A GRESB and MIPIM survey conducted in late 2025 recorded a shift in vocabulary: enthusiasm for the term ESG cooling, while the work it describes keeps expanding. The World Economic Forum’s 2025 assessment points to why. Sustainability in real estate now runs on cost and revenue logic rather than on political pressure.
In 2017, FMI Corp, an American construction consultancy, called health “the next disruption in sustainable building design”. Eight years on, the market data bears that out. The Global Wellness Institute put the global wellness real estate market at 584 billion dollars in 2024, growing 15.2 percent a year, close to three times the pace of the broader construction sector. The Institute expects the market to reach 1.1 trillion dollars by 2029. A 2025 University of Cambridge study, drawing on CompStak lease data, found that health-certified office buildings command rents 4 to 6 percent higher than uncertified stock. WELL, the international standard for healthy buildings, now covers close to 560 million square metres across 137 countries, according to the International WELL Building Institute. Barcelona has added neuroarchitecture to its official programme as World Capital of Architecture 2026. A topic that sat in a niche five years ago now has a place in a European capital’s architecture agenda.

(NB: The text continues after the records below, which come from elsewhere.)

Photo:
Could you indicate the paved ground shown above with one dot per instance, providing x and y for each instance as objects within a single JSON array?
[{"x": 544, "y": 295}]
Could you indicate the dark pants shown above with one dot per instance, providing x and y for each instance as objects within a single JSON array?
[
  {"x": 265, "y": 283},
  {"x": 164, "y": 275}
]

To me, the difference lies in proximity to the person affected. Sustainability argues for the planet and for the future. In a downturn, that argument reads as abstract and deferred. Health argues for the person sitting in the building right now, downturn or not. Stuffy air registers within minutes. A carbon ledger stays one figure among many on a spreadsheet nobody in the room has to feel.
Regulation is moving on the same axis. In 2024 the EU revised its Energy Performance of Buildings Directive (Directive 2024/1275, the EPBD recast). For the first time, an EU directive defines indoor environmental quality as a legal term. Temperature, humidity, ventilation rates and indoor air pollutants must now enter national building codes. Member states have until 29 May 2026 to transpose the directive, and the deadline is binding. No member state has published final transposition measures yet. Germany and Austria are working on theirs, both behind schedule.

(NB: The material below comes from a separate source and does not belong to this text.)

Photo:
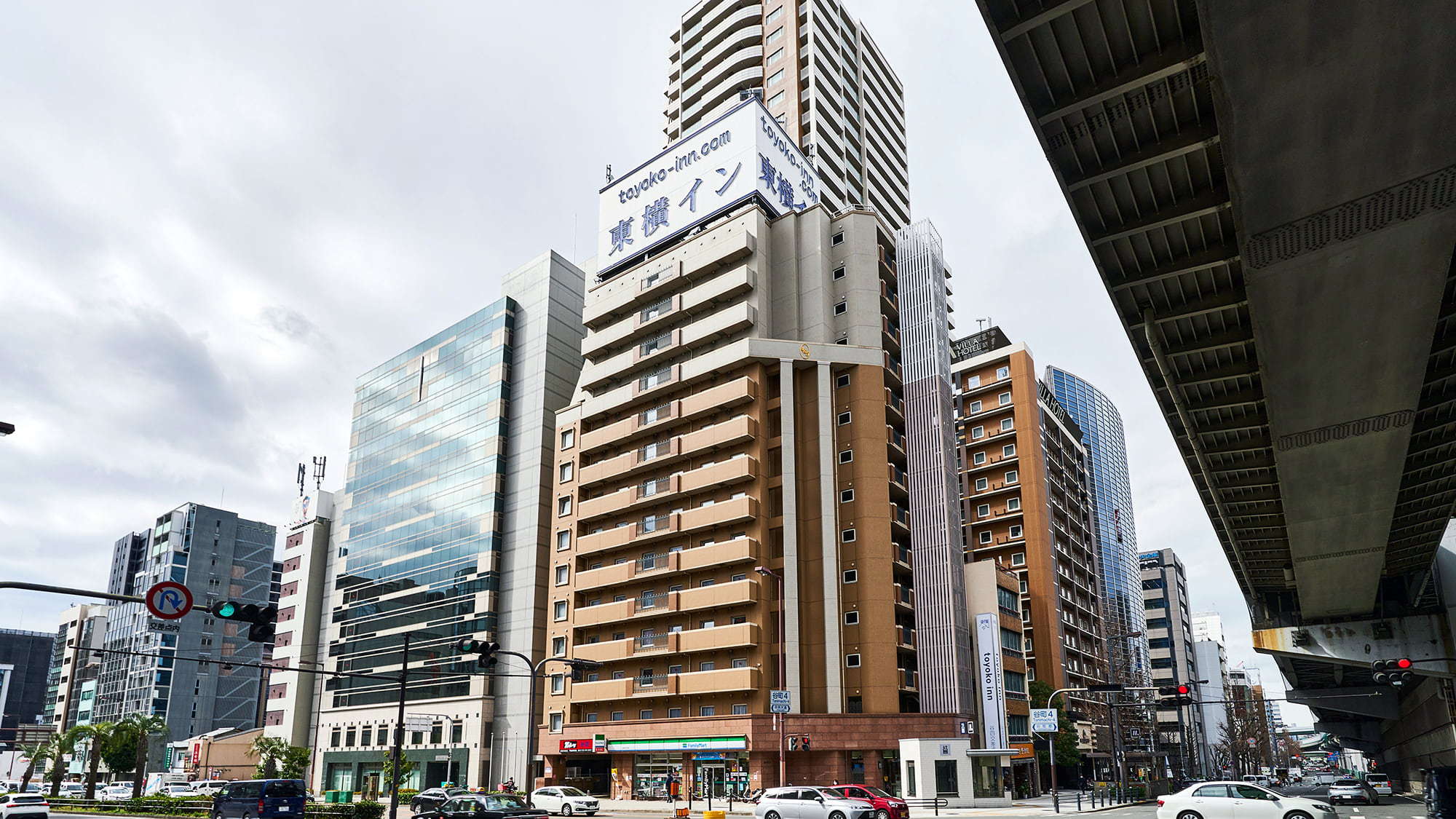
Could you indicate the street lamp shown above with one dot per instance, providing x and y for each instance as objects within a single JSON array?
[{"x": 780, "y": 719}]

The office market is splitting along this line. JLL estimated in 2024 that the US and Europe together hold 78 percent of the world’s office stock in need of retrofitting to meet current ESG and construction standards. In Germany, JLL’s CESAR data shows certified office space in the seven largest cities growing 21 percent a year, while the overall market stagnates. Class A buildings with health certification keep finding tenants. Class B buildings without it sit increasingly empty.

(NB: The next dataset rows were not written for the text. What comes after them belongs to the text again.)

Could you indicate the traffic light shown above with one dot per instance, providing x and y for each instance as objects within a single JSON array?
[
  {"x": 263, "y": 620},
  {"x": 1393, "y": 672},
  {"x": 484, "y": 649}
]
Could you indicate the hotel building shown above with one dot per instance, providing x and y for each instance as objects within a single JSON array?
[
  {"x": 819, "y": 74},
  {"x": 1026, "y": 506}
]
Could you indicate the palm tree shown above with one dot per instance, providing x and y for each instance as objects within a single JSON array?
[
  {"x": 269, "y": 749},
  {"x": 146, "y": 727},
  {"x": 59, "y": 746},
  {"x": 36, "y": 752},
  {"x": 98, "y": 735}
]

Market and regulation are converging on building health at the same time, and in my experience that means the tipping point is not far off. Buildings were the last major industry where the party causing the harm did not pay for its health consequences. That is changing, because the market now pays a premium for health and the regulator now mandates it. That buildings shape health is settled. What comes next is whether implementation keeps pace with the 2026 deadline.